The journey toward achieving interoperability in healthcare needs to now move beyond data exchange, and instead, focus on data management.
This is the opinion of a panel of experts who gathered at the all-virtual Health Datapalooza and National Health Policy Conference Thursday to discuss one of healthcare’s most hotly debated concepts: interoperability.
The healthcare industry has come a long way with regard to interoperability, especially with the new rules proposed by the Department of Health and Human Services, set to take effect April 5. These rules aim to provide patients with unprecedented access to their data.
But the healthcare problems of today require solutions that support data management, and not just data exchange, said Claudia Williams, CEO of California-based Manifest MedEX, at the Health Datapalooza conference.
The industry has focused on enabling the basic exchange of health records between providers and made great progress, but the connective tissue that enables data management — including matching and cleaning data — is lacking, she said. And it’s the smaller providers that are being left behind.
“In California, a slim share of the health delivery systems, mostly the big health systems, have hundreds of people doing this work, and safety net providers and small Medicaid plans and others really are stuck with just being able to pile up CCDAs [consolidated clinical document architecture] or maybe not even process CCDAs at all,” she said.
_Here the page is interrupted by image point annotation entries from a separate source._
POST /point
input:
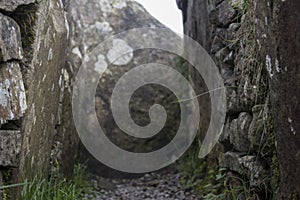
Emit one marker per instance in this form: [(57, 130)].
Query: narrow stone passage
[(161, 185)]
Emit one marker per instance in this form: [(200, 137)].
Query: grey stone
[(239, 132), (10, 146), (12, 92), (256, 129), (230, 160), (226, 13), (1, 184), (10, 39), (95, 21), (255, 170), (9, 5)]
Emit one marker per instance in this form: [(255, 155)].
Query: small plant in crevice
[(200, 175), (57, 188)]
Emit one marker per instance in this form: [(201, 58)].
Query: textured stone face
[(9, 5), (226, 29), (10, 146), (91, 23), (12, 93), (10, 40)]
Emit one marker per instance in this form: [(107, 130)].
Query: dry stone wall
[(226, 28), (34, 89)]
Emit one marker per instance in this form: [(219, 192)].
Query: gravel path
[(163, 185)]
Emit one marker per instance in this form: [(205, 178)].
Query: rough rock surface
[(10, 146), (91, 23), (32, 87), (10, 43), (12, 92), (10, 6), (226, 30)]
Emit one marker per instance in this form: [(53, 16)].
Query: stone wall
[(227, 30), (34, 93)]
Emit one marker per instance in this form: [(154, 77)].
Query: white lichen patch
[(3, 95), (277, 66), (119, 4), (12, 93), (77, 52), (269, 65), (105, 6), (291, 126), (120, 53), (100, 65), (104, 27), (50, 54), (22, 98)]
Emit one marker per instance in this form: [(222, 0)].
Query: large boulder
[(93, 22)]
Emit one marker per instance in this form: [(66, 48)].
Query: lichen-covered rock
[(10, 40), (12, 93), (239, 132), (226, 13), (91, 23), (10, 146), (230, 160), (10, 6), (43, 78)]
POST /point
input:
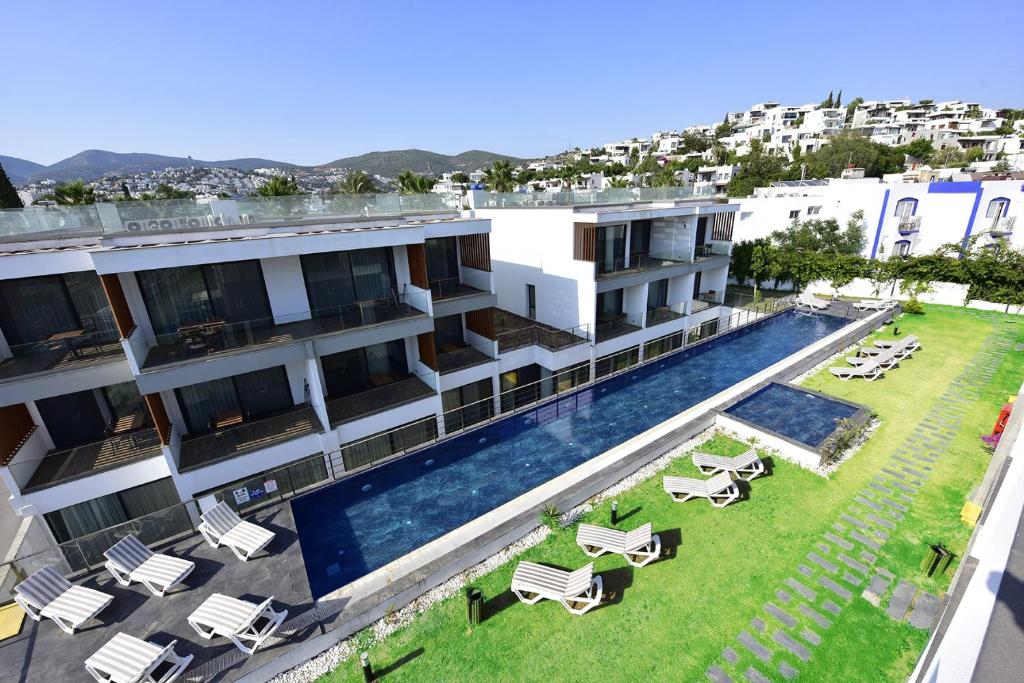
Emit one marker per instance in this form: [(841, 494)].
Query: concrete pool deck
[(314, 626)]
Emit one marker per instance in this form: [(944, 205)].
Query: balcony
[(116, 451), (65, 350), (642, 263), (516, 332), (617, 326), (663, 314), (205, 338), (452, 358), (378, 398), (1003, 226), (707, 300), (203, 450), (909, 225), (442, 290)]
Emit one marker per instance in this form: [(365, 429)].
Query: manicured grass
[(671, 620)]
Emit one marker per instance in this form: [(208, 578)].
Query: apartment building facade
[(899, 218), (153, 352), (628, 274)]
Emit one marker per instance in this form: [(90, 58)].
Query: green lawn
[(672, 619)]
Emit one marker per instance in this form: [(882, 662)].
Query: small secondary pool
[(360, 523), (803, 416)]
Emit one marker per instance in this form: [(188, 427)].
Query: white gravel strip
[(335, 655)]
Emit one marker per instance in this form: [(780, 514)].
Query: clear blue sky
[(309, 82)]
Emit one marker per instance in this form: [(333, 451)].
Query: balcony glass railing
[(62, 350), (590, 197), (252, 434), (184, 215), (58, 466), (202, 338)]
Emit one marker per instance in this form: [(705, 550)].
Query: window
[(253, 395), (335, 281), (906, 208), (355, 371), (231, 292), (997, 208)]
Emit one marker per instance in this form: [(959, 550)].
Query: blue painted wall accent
[(945, 187), (878, 230), (970, 221)]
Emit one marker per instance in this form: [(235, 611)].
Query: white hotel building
[(161, 351)]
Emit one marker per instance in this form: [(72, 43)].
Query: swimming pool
[(806, 417), (360, 523)]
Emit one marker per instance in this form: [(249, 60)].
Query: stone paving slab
[(900, 600), (926, 609), (754, 646), (786, 641), (815, 616)]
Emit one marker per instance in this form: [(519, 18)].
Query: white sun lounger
[(869, 371), (129, 559), (221, 525), (48, 594), (810, 301), (239, 621), (875, 304), (578, 591), (720, 489), (127, 659), (639, 547), (747, 465)]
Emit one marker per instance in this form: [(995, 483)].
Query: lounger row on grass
[(885, 355), (581, 591)]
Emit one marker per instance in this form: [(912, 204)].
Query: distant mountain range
[(93, 164)]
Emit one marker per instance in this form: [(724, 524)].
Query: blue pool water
[(360, 523), (804, 417)]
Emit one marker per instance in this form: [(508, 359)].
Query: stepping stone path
[(854, 540)]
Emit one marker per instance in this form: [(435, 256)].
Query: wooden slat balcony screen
[(159, 415), (585, 242), (481, 322), (119, 305), (722, 228), (15, 427), (418, 265), (475, 251), (428, 354)]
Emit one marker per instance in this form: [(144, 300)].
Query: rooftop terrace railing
[(584, 198), (116, 218)]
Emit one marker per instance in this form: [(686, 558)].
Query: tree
[(74, 193), (849, 147), (414, 183), (278, 185), (8, 196), (357, 182), (852, 107), (499, 177)]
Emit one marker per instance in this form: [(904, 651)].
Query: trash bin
[(474, 605), (931, 560)]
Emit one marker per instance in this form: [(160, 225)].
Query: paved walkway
[(781, 638)]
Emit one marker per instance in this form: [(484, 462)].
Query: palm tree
[(279, 185), (357, 182), (74, 193), (500, 176), (414, 183)]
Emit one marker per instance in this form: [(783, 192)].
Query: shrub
[(913, 307)]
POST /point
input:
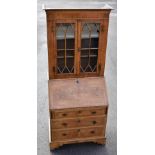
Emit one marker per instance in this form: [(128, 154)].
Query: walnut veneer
[(78, 104)]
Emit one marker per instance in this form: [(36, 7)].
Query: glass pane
[(65, 47), (89, 47)]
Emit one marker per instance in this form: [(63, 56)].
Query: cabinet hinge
[(52, 28), (102, 28), (53, 69), (99, 68)]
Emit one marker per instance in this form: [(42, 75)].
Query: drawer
[(78, 112), (78, 122), (78, 133), (64, 134), (92, 132)]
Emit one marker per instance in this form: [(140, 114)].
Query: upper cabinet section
[(77, 40)]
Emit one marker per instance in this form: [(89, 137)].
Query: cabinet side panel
[(103, 44), (50, 41)]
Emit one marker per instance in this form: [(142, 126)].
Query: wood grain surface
[(81, 92)]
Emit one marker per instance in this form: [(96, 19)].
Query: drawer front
[(65, 134), (92, 132), (79, 112), (77, 133), (78, 122)]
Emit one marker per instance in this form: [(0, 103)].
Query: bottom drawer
[(78, 133)]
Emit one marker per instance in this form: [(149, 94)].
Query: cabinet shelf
[(62, 57), (86, 56)]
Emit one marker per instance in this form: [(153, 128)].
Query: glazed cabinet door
[(89, 47), (65, 48)]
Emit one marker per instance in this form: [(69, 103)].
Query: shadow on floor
[(81, 149)]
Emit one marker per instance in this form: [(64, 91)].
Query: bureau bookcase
[(78, 104)]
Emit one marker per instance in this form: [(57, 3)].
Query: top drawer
[(70, 113)]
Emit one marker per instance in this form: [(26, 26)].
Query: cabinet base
[(57, 144)]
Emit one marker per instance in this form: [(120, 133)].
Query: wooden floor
[(81, 92), (111, 81)]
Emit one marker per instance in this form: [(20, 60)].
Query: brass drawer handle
[(79, 112), (92, 132), (64, 124), (64, 134), (78, 130), (93, 112), (94, 122), (64, 114), (79, 121)]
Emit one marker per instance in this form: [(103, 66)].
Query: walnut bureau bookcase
[(78, 104)]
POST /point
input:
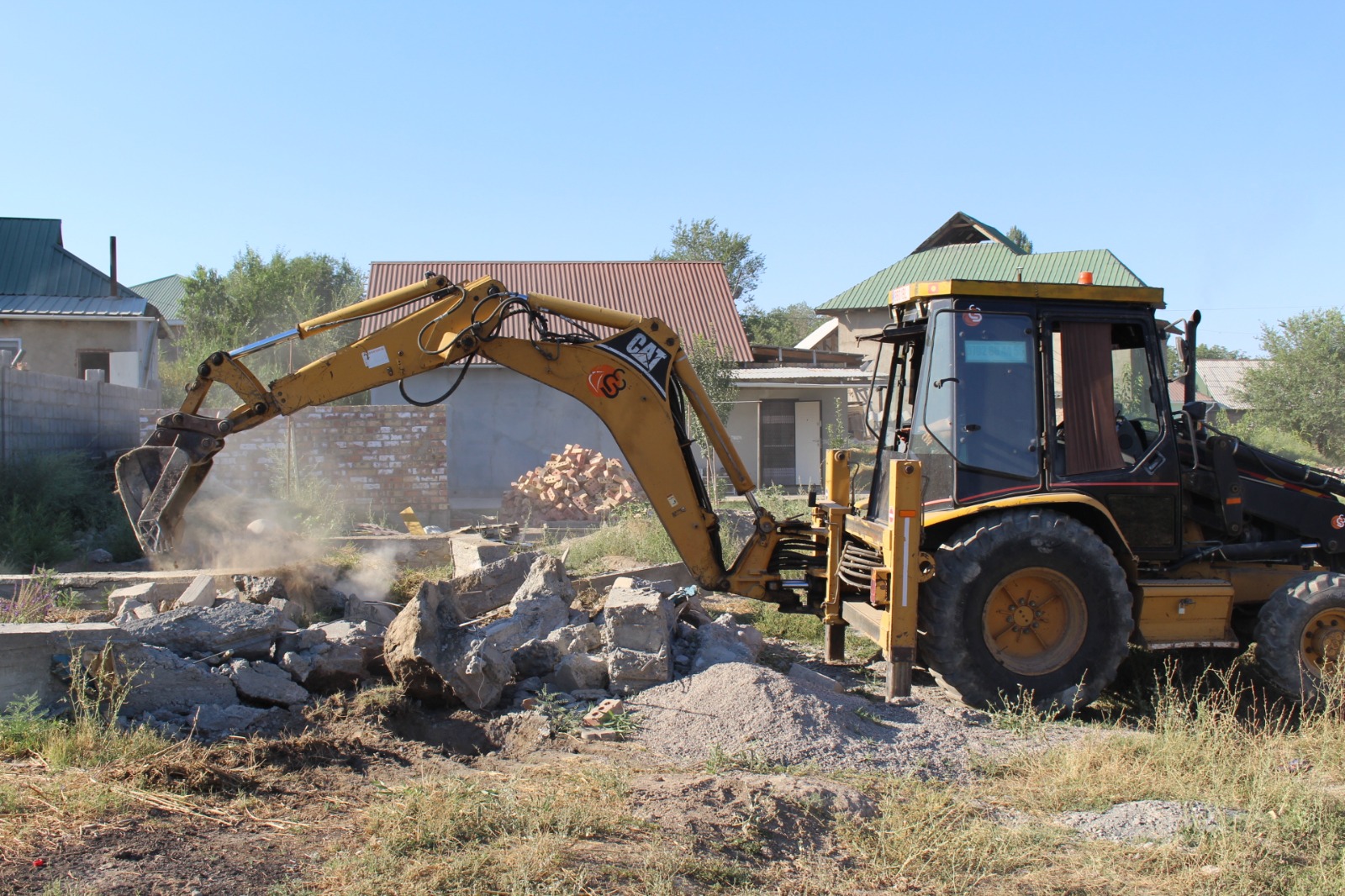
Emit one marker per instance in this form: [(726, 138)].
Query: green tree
[(715, 369), (1020, 239), (257, 298), (779, 326), (708, 241), (1301, 387), (1221, 353)]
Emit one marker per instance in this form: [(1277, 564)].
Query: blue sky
[(1201, 143)]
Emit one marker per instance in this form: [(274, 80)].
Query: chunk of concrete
[(725, 642), (535, 658), (334, 656), (576, 640), (634, 670), (27, 654), (432, 651), (471, 552), (636, 616), (260, 589), (245, 629), (266, 683), (815, 680), (145, 593), (161, 680), (201, 593), (578, 672)]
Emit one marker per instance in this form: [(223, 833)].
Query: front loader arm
[(636, 381)]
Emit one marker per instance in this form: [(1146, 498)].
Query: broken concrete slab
[(815, 680), (245, 629), (260, 589), (636, 670), (434, 651), (471, 552), (266, 683), (145, 593), (161, 680), (27, 651), (578, 672), (725, 642), (636, 616), (201, 593)]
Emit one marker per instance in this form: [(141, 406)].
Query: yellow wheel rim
[(1324, 638), (1035, 620)]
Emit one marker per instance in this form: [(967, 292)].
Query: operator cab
[(1009, 389)]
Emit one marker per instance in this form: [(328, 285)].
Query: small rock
[(145, 593), (260, 589), (578, 672), (201, 593), (266, 683)]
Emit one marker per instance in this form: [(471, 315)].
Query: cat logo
[(607, 381), (645, 353), (642, 351)]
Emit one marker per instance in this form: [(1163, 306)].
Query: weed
[(408, 582), (562, 716), (622, 723), (720, 762)]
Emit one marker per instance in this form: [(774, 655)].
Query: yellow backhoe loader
[(1037, 506)]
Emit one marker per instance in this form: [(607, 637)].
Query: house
[(502, 424), (167, 295), (66, 316), (962, 248), (1221, 380)]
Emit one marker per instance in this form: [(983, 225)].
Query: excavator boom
[(638, 381)]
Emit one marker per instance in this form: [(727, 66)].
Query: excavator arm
[(636, 381)]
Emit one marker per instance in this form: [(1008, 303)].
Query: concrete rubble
[(217, 661), (530, 636)]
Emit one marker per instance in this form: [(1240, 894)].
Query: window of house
[(96, 360)]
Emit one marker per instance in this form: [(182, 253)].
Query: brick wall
[(45, 412), (378, 458)]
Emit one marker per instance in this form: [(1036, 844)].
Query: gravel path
[(764, 717)]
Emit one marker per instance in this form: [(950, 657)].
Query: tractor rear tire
[(1026, 602), (1301, 634)]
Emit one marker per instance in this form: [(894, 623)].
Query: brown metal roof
[(690, 296)]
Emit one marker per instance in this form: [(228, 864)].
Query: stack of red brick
[(576, 485)]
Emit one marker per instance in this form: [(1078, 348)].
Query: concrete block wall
[(377, 459), (47, 414)]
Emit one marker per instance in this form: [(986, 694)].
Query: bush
[(50, 502)]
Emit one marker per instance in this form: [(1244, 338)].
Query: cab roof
[(1152, 296)]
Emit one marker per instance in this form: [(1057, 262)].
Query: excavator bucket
[(156, 483)]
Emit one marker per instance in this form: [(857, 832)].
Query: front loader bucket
[(156, 483)]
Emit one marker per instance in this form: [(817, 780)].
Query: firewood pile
[(576, 485)]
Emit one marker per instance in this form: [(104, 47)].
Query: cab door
[(1110, 430)]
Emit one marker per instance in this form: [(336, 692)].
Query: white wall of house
[(51, 345)]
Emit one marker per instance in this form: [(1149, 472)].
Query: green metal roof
[(984, 261), (166, 295), (40, 276)]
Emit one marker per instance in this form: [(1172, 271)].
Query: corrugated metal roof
[(40, 277), (984, 261), (1224, 380), (166, 295), (690, 296), (840, 376)]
There needs to be policies and strategies enacted at the state and federal levels to create an infrastructure that has more to do with the management of data than with health record exchange, Williams said.
While policy actions are necessary, there also needs to be more alignment between the needs of the providers on the ground and the health IT technology and capabilities available today, said Dr. Farzad Mostashari, CEO of Bethesda, Maryland-based Aledade, during the panel discussion.
Through Aledade, which operates accountable care organizations in partnership with more than 800 primary care practices, Mostashari has experienced that disconnect firsthand.
“What EHRs do today have nothing to do with what I need,” he said. “Well, not nothing, but they really don’t fill the thermometer of what I need to do for population health.”
It is costing Aledade millions to map, match and translate EHR data, he added.
Looking ahead, care quality measurement needs to be automated within the EHR and providers should get free access to information that is already mapped in accordance with data standards, Mostashari said.
The technical tools needed to push interoperability forward already exist, but the regulatory landscape needs to catch up, said Donald Trigg, president of North Kansas City, Missouri-based Cerner, during the session.
The government is now both the biggest healthcare regulator in the country and the biggest payer. This means it is in a unique position to use health IT certification and provider reimbursement to help create the interoperability architecture that is necessary for the coming decade, Trigg said.
“I’m still an optimist,” he said. “And I think that Covid and this administration will be an accelerant for the next wave of meaningful data exchange.”
Trigg’s advice for the new administration’s HHS is to tackle the inter-agency complexity that exists at the federal level.
Coordination between agencies like the HHS, Federal Trade Commission and Food and Drug Administration is necessary. This means, it will be important to create clarity around the inter-agency landscape and data management so that the healthcare industry can innovate and do more, Trigg said.